Учитель Салемской школы открыл одну из многочисленных черных дверей, — они все были одинаковы, причем в каждой имелось два маленьких ромбообразных оконца, одно сбоку, а другое сверху, — и мы вошли в комнату, где одна из бедных старушек раздувала огонь под маленькой кастрюлей. Увидев учителя, она уронила на колени раздувальный мех и воскликнула, как мне показалось, что-то вроде: «Чарли мой!» Но, заметив меня, она встала и, потирая руки, смущенно сделала мне полуреверанс.

— Если возможно, пожалуйста, приготовьте завтрак этому юному джентльмену, — обратился к ней учитель:

— Отчего же нет? Конечно, можно, — ответила старушка.

— А как сегодня чувствует себя миссис Фибитсон? — обратился учитель к другой старушке, сидящей у огня в большом кресле. (Она до того походила на ворох разной одежды, что я и поныне благодарю судьбу, что по ошибке не сел на нее!)

— Ах! Она плоха, — ответила первая старушка. — Сегодня один из тяжелых для нее дней. Потухни только случайно у нас огонь — и она, пожалуй, потухла бы вместе с ним.

Тут они оба взглянули на нее, и я за ними. Хотя день был очень жаркий, она, повидимому, ни о чем не думала, как только об огне. Кажется, она завидовала и самой кастрюле. И имею основание думать, что она отнеслась враждебно к приготовлению моего завтрака. Своими собственными утомленными глазами я видел, как она, воспользовавшись тем, что никто не смотрит на нее, погрозила мне кулаком. Заметив, что приготовление завтрака окончено и сковородка снята с огня, она громко и, должен сознаться, очень немелодично расхохоталась от радости.

Я уселся за стол и принялся чудесно завтракать пеклеванным хлебцем, яйцом, поджаренными кусочками грудинки да еще миской молока.

В то время как я наслаждался этим завтраком, старушка — хозяйка спросила учителя:

— С вами ли флейта?

— Да, — ответил он.

— Сыграйте что-нибудь, — ласково стала упрашивать она его, — пожалуйста, сыграйте!

Учитель засунул руку под полу своего сюртука и извлек оттуда три части развинченной флейты, свинтил их и принялся играть. Я вынес такое впечатление, которого придерживаюсь и поныне, что на свете не существует человека, играющего хуже его. Он извлекал из своей флейты самые ужасные из слышанных мною когда-либо в жизни звуков. Не знаю уж, что играл он, но только музыка его сначала заставила меня вспомнить все мои бывшие огорчения и почти довела до слез, затем лишила аппетита и, наконец, нагнала на меня такую сонливость, что глаза мои стали сами собой смыкаться. Даже и теперь при воспоминании об этой музыке мне хочется спать.

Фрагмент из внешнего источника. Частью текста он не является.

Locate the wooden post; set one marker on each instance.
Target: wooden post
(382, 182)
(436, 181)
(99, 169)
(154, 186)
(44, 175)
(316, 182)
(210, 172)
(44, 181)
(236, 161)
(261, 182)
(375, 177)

Еще раз клюнув носом, я засыпаю. Звуки флейты стихают, и вместо них я слышу стук колес дилижанса. Мне кажется, что я снова еду. Вот наш дилижанс подпрыгивает на ухабе, я вздрагиваю и просыпаюсь. Опять на сцене флейта. Салемский учитель, закинув одну ногу на другую, печально насвистывает на флейте, а старушка слушает его с видимым наслаждением. Но вот опять все бледнеет и исчезает — нет больше ни учителя, ни его флейты, ни Салемской школы, ни самого Давида Копперфильда, — нет ничего, кроме тяжелого сна…

Я спал, вероятно, довольно долго. В конце концов салемский учитель разбудил меня, развинтил свою флейту, спрятал ее в прежнее место и увел меня из богадельни. Мы тут же, по соседству, нашли дилижанс и взобрались на его верх, но я так разоспался, что, когда мы остановились по дороге взять нового пассажира, меня пересадили внутрь дилижанса, благо там никого не было. Я проспал глубоким сном до тех пор, пока мы не стали взбираться шагом среди зеленых деревьев на крутой холм. Вслед за тем дилижанс, прибыв к месту своего назначения, остановился.

Мы, то есть учитель и я, вскоре дошли до Салемской школы. Вид у этой школы был очень мрачный, и обнесена она была высокой кирпичной стеной. Над воротами была прибита доска с надписью: «Салемская школа».

Когда мы позвонили, в решатчатое оконце, проделанное в этих воротах, выглянуло какое-то угрюмое лицо. Войдя, я убедился, что лицо это принадлежало здоровяку с бычачьей шеей, с деревяшкой вместо одной ноги, с выпуклым лбом и волосами, обстриженными под гребенку.